In Chapter 6, we performed transcriptomic and/or DNA methylomic profiling on peripheral blood mononuclear cells (PBMCs), monocytes, and CD4+ T cells, from 80 patients with RA prior initiation of TNF inhibitor (TNFi) treatments (i.e., ADA or ETN). The patients were classified into responders and non-responders to either ADA or ETN, according to the EULAR criteria. The results showed that transcriptional signatures associated ADA and ETN responsiveness were divergent in all cell subsets. Only the genes upregulated in CD4+ T cells of ADA responders, compared to non-responders, were enriched in the TNF signaling pathway. Differentially methylated positions (DMPs) of responders to ETN but not to ADA were majorly hypermethylated compared to the corresponding non-responders. We then built a supervised classification model using each dataset able to accurately predict patients’ response to ADA and ETN, which was validated by a follow-up study. Thus, the second part of this thesis provides a better understanding of the similarity in patients with Pso and PsA, and the distinction in RA patients who have different responses to TNFi therapy.
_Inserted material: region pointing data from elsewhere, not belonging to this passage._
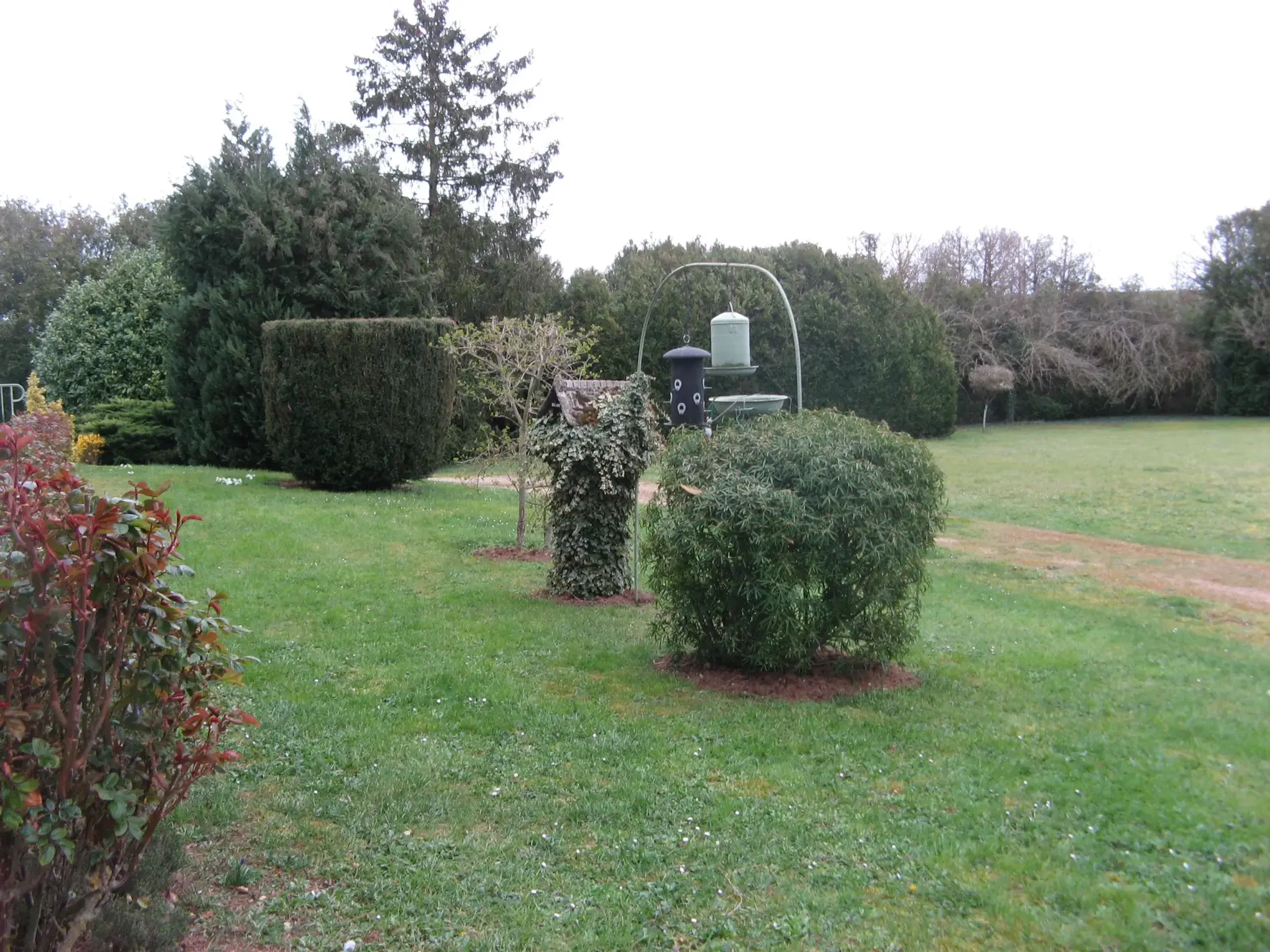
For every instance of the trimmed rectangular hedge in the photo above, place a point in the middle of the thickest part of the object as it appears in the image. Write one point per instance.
(357, 404)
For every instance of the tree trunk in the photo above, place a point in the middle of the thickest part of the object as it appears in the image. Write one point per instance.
(522, 490)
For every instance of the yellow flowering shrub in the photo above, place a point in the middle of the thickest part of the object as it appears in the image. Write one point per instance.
(88, 448)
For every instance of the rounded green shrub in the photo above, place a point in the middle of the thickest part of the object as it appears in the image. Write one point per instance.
(357, 404)
(789, 533)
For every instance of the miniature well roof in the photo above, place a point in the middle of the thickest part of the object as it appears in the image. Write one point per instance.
(572, 399)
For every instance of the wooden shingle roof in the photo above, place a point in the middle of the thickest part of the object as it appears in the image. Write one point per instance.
(574, 399)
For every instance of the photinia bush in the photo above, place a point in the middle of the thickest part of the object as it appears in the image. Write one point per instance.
(50, 435)
(106, 721)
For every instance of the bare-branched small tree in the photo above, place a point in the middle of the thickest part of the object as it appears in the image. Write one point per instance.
(990, 380)
(509, 365)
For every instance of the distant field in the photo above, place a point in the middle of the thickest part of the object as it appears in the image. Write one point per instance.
(1197, 484)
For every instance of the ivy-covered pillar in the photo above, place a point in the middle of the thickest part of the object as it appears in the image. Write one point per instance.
(596, 465)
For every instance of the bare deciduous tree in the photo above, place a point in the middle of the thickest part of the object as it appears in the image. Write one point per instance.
(987, 381)
(509, 365)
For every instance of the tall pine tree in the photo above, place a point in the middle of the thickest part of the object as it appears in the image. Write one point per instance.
(451, 122)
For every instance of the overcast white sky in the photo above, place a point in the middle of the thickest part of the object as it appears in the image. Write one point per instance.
(1128, 126)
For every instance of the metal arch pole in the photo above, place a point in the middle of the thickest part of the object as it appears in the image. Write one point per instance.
(798, 352)
(639, 362)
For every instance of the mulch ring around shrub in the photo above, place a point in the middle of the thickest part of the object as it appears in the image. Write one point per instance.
(832, 676)
(511, 554)
(625, 598)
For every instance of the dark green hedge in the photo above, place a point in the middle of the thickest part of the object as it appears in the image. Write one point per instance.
(357, 404)
(135, 431)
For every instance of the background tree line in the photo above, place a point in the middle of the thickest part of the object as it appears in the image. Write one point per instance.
(431, 208)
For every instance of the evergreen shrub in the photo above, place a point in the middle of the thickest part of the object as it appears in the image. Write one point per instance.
(789, 533)
(357, 404)
(135, 431)
(595, 478)
(108, 337)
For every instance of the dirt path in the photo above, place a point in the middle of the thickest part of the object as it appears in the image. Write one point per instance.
(1241, 583)
(1173, 571)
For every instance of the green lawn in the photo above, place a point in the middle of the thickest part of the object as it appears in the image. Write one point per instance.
(446, 762)
(1194, 483)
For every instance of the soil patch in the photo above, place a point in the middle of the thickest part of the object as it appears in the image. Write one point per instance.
(625, 598)
(1241, 583)
(511, 554)
(832, 676)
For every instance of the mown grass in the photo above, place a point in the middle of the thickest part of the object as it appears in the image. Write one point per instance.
(1199, 484)
(447, 762)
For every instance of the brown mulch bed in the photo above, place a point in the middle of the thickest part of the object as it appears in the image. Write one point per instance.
(832, 676)
(627, 598)
(511, 554)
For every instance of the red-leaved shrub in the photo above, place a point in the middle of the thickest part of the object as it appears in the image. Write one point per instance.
(51, 433)
(106, 720)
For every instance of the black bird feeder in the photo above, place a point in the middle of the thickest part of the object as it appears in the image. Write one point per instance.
(688, 385)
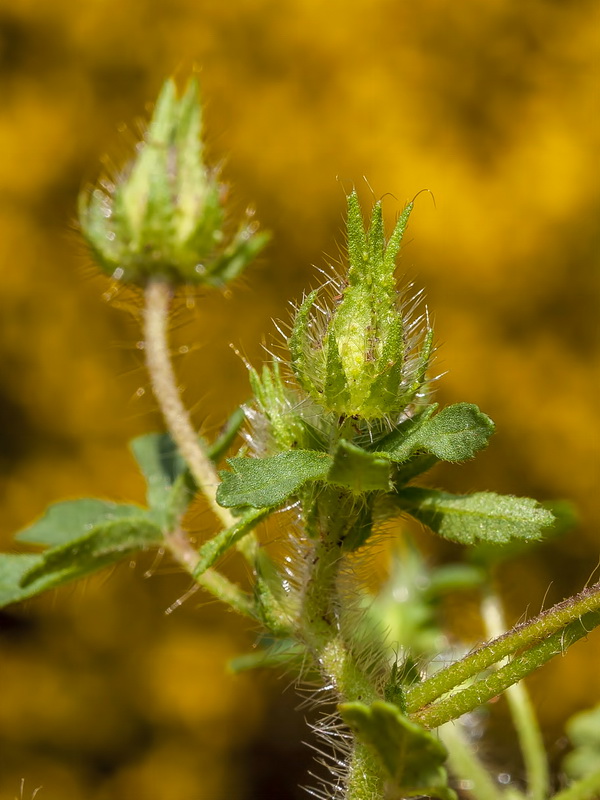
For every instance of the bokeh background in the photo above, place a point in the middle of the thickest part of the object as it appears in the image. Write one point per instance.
(493, 107)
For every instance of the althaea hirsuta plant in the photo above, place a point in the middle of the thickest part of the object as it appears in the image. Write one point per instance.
(339, 433)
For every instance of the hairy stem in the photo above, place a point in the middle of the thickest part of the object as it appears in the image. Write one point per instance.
(464, 764)
(487, 688)
(522, 712)
(319, 629)
(158, 296)
(521, 636)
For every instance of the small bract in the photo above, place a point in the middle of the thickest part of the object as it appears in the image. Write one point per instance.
(164, 216)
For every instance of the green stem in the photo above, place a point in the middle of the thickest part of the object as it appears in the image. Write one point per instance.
(158, 296)
(587, 788)
(521, 636)
(465, 765)
(487, 688)
(214, 582)
(319, 629)
(522, 712)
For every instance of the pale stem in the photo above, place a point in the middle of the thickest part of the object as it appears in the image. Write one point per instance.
(522, 711)
(158, 296)
(320, 630)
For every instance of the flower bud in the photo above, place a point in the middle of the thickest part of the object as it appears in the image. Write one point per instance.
(363, 357)
(164, 216)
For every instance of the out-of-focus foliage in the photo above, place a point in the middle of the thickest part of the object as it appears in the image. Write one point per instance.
(492, 107)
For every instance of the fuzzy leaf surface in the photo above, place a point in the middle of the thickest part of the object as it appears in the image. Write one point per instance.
(457, 433)
(73, 519)
(479, 517)
(268, 482)
(411, 756)
(358, 470)
(105, 544)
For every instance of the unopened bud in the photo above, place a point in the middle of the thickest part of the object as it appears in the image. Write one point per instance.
(164, 216)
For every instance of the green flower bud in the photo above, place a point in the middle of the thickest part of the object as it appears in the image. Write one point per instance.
(363, 357)
(164, 216)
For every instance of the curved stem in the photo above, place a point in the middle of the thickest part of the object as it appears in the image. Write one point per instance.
(319, 629)
(522, 712)
(158, 295)
(214, 582)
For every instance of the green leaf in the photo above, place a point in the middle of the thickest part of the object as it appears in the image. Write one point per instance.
(69, 520)
(411, 757)
(279, 653)
(105, 544)
(358, 470)
(479, 517)
(455, 434)
(214, 548)
(161, 465)
(12, 569)
(268, 482)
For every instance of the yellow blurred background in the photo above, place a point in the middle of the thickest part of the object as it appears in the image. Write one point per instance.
(493, 107)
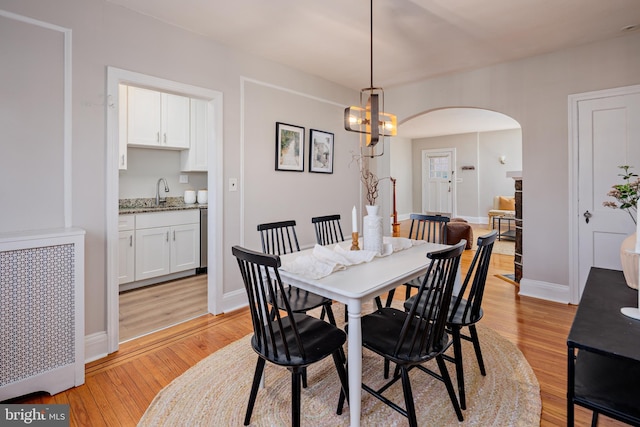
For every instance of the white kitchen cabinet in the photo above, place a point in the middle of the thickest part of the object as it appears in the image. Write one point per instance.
(157, 119)
(122, 127)
(126, 249)
(166, 242)
(195, 158)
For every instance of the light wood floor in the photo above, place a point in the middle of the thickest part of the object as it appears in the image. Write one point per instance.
(119, 388)
(156, 307)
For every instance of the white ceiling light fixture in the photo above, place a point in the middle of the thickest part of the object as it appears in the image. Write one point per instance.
(370, 118)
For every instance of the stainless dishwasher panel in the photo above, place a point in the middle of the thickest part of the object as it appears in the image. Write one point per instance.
(203, 237)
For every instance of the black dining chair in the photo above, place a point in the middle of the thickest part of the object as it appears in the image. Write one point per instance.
(430, 228)
(279, 238)
(409, 339)
(465, 309)
(328, 229)
(294, 340)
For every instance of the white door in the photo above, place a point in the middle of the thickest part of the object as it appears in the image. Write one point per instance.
(608, 137)
(438, 186)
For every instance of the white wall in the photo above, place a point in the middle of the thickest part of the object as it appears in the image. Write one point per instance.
(145, 166)
(402, 170)
(108, 35)
(534, 91)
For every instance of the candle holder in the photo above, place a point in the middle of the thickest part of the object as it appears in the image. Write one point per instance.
(354, 241)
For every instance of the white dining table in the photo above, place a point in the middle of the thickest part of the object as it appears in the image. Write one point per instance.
(353, 286)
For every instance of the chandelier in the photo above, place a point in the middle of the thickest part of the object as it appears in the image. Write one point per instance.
(369, 118)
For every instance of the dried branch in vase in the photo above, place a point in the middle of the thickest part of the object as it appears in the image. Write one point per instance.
(370, 180)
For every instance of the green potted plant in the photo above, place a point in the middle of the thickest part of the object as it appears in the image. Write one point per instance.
(626, 198)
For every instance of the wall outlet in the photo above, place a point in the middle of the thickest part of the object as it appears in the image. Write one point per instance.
(233, 184)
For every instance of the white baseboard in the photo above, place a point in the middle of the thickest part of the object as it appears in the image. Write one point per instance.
(95, 346)
(234, 300)
(544, 290)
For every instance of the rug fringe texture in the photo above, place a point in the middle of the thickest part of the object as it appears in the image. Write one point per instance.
(216, 390)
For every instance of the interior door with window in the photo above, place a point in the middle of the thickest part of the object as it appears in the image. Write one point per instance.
(438, 185)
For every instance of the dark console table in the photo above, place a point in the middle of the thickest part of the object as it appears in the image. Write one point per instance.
(604, 373)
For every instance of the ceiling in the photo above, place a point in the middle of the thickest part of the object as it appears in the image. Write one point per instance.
(412, 39)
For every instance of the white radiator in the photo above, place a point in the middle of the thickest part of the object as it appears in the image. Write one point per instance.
(41, 311)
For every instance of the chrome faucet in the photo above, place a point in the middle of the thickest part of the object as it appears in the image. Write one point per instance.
(166, 190)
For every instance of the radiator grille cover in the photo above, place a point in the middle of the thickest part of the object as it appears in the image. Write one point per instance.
(37, 315)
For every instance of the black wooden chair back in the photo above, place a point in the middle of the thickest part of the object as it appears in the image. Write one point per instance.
(431, 228)
(279, 238)
(465, 310)
(328, 229)
(476, 277)
(281, 336)
(261, 279)
(423, 330)
(410, 339)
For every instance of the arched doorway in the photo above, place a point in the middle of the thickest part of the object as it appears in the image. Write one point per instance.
(485, 146)
(482, 151)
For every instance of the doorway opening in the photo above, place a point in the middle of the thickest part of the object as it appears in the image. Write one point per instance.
(461, 160)
(115, 77)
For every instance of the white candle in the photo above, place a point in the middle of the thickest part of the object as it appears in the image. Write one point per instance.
(354, 220)
(638, 235)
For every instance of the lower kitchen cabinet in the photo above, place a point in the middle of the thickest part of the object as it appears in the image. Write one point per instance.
(126, 256)
(166, 242)
(126, 249)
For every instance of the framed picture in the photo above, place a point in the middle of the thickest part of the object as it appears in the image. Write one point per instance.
(289, 147)
(321, 152)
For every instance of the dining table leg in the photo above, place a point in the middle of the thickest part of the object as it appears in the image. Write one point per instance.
(354, 361)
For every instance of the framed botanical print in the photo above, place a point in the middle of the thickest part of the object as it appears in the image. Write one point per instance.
(320, 151)
(289, 147)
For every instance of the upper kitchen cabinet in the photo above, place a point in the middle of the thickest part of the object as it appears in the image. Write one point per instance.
(157, 119)
(122, 127)
(195, 158)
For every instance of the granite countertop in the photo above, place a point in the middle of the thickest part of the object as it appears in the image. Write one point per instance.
(134, 206)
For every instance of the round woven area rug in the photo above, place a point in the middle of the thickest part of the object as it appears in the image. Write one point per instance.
(216, 391)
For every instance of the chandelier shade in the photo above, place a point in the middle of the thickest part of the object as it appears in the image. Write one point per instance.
(370, 118)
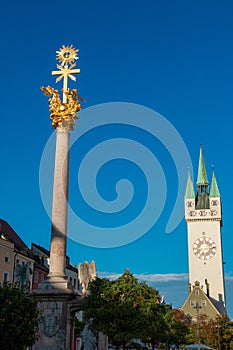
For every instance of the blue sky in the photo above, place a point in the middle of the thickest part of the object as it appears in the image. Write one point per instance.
(173, 57)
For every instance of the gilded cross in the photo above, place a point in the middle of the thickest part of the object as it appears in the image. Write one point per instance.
(66, 55)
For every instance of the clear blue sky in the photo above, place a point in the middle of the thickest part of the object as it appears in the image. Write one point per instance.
(175, 57)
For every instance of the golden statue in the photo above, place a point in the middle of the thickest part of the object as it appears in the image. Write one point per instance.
(64, 112)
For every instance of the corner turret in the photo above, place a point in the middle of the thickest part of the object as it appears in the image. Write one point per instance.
(202, 198)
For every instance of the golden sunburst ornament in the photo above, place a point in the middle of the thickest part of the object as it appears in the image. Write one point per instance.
(67, 55)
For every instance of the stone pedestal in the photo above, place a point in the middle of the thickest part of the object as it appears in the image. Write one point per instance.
(56, 329)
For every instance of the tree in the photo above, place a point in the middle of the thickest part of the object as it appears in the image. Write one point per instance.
(125, 309)
(177, 328)
(18, 318)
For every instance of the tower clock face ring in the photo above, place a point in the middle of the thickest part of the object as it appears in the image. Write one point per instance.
(204, 248)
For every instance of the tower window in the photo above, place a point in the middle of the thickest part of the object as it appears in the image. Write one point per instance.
(36, 279)
(6, 277)
(192, 303)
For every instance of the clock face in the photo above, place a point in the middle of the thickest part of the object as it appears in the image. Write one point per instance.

Altogether, this thesis provides not only the potential mechanisms of CXCL4 involved in SSc using multi-omics but also an R package called RegEnrich to reveal the mechanisms of other diseases. In addition, we have revealed shared serum proteomic signatures between patients with Pso and PsA, and divergent multi-omic signatures between responders and non-responders to TNFi using machine learning techniques. All of these findings may ultimately facilitate personalized medicine, either from a better understanding of diseases or simply from providing informative drug response predictors.